7-Chlorolorcaserin

Clinical data
- Other names: 7-Cl-lorcaserin
- Drug class: Serotonin 5-HT_{2} receptor agonist; Serotonin 5-HT_{2A} receptor agonist
- ATC code: None;

Identifiers
- IUPAC name (1R)-7,8-dichloro-1-methyl-2,3,4,5-tetrahydro-1H-3-benzazepine;
- CAS Number: 1006037-48-4;
- PubChem CID: 24773649;
- ChemSpider: 23309887;
- ChEMBL: ChEMBL253591;

Chemical and physical data
- Formula: C_{11}H_{13}Cl_{2}N
- Molar mass: 230.13 g·mol^{−1}
- 3D model (JSmol): Interactive image;
- SMILES C[C@H]1CNCCC2=CC(=C(C=C12)Cl)Cl;
- InChI InChI=1S/C11H13Cl2N/c1-7-6-14-3-2-8-4-10(12)11(13)5-9(7)8/h4-5,7,14H,2-3,6H2,1H3/t7-/m0/s1; Key:KTCVEIAEKPSBCJ-ZETCQYMHSA-N;

= 7-Chlorolorcaserin =

7-Chlorolorcaserin, also known as (1R)-7,8-dichloro-1-methyl-2,3,4,5-tetrahydro-1H-3-benzazepine, is a serotonin 5-HT_{2} receptor agonist of the 3-benzazepine family related to the previously marketed appetite suppressant and anti-obesity drug lorcaserin (Belviq).
 It is specifically the 7-chloro derivative of lorcaserin. The drug is much more potent as a serotonin 5-HT_{2A} receptor agonist and much less selective for the serotonin 5-HT_{2C} receptor than lorcaserin. It was first described by 2005.

==Pharmacology==
===Pharmacodynamics===
7-Chlorolorcaserin is a potent agonist of the serotonin 5-HT_{2A}, 5-HT_{2B}, and 5-HT_{2C} receptors. Its EC_{50} values were 10 nM at the serotonin 5-HT_{2A} receptor, 40 nM at the serotonin 5-HT_{2B} receptor, and 4.0 nM at the serotonin 5-HT_{2C} receptor. As such, the drug only showed about 2.5-fold selectivity for the serotonin 5-HT_{2C} receptor over the serotonin 5-HT_{2A} receptor. It was the most potent serotonin 5-HT_{2A} receptor agonist and among the most potent serotonin 5-HT_{2C} receptor agonists of a large series of evaluated 3-benzazepines. Compared to lorcaserin, 7-chlorolorcaserin was about 16-fold more potent as a serotonin 5-HT_{2A} receptor agonist and about twice as potent as a serotonin 5-HT_{2C} receptor agonist. Relatedly, it was much less selective for the serotonin 5-HT_{2C} receptor over the serotonin 5-HT_{2A} receptor in comparison to lorcaserin, which itself showed about 20-fold selectivity.

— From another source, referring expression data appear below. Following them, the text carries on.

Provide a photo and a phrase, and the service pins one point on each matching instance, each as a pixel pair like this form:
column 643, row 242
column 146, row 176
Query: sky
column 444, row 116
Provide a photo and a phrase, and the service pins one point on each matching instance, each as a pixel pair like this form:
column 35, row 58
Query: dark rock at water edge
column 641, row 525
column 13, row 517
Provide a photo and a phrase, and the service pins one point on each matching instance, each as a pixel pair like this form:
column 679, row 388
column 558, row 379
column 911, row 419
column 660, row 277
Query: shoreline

The drug was assessed in rodents and was found to produce appetite suppression similarly to but somewhat less potently than lorcaserin. In addition to appetite suppression, lorcaserin has been found to produce the head-twitch response, a behavioral proxy of psychedelic effects, in rodents. However, this occurs only when lorcaserin is administered in combination with a selective serotonin 5-HT_{2C} receptor antagonist such as SB-242084. As a presumable result of serotonin 5-HT_{2A} receptor activation, lorcaserin has likewise been found to produce hallucinogenic effects at several-fold supratherapeutic doses in humans. This resulted in lorcaserin being designated a Schedule IV controlled substance in the United States. Unlike lorcaserin, 7-chlorolorcaserin is not known to have been assessed in terms of psychedelic-related effects.

==Chemistry==
7-Chlorolorcaserin, also known as (1R)-7,8-dichloro-1-methyl-2,3,4,5-tetrahydro-1H-3-benzazepine, is a substituted 3-benzazepine and the 7-chloro derivative of lorcaserin. Both lorcaserin and 7-chlorolorcaserin are cyclized phenethylamines and may be thought of as cyclized analogues of amphetamine appetite suppressants like para-chloroamphetamine, chlorphentermine, and fenfluramine.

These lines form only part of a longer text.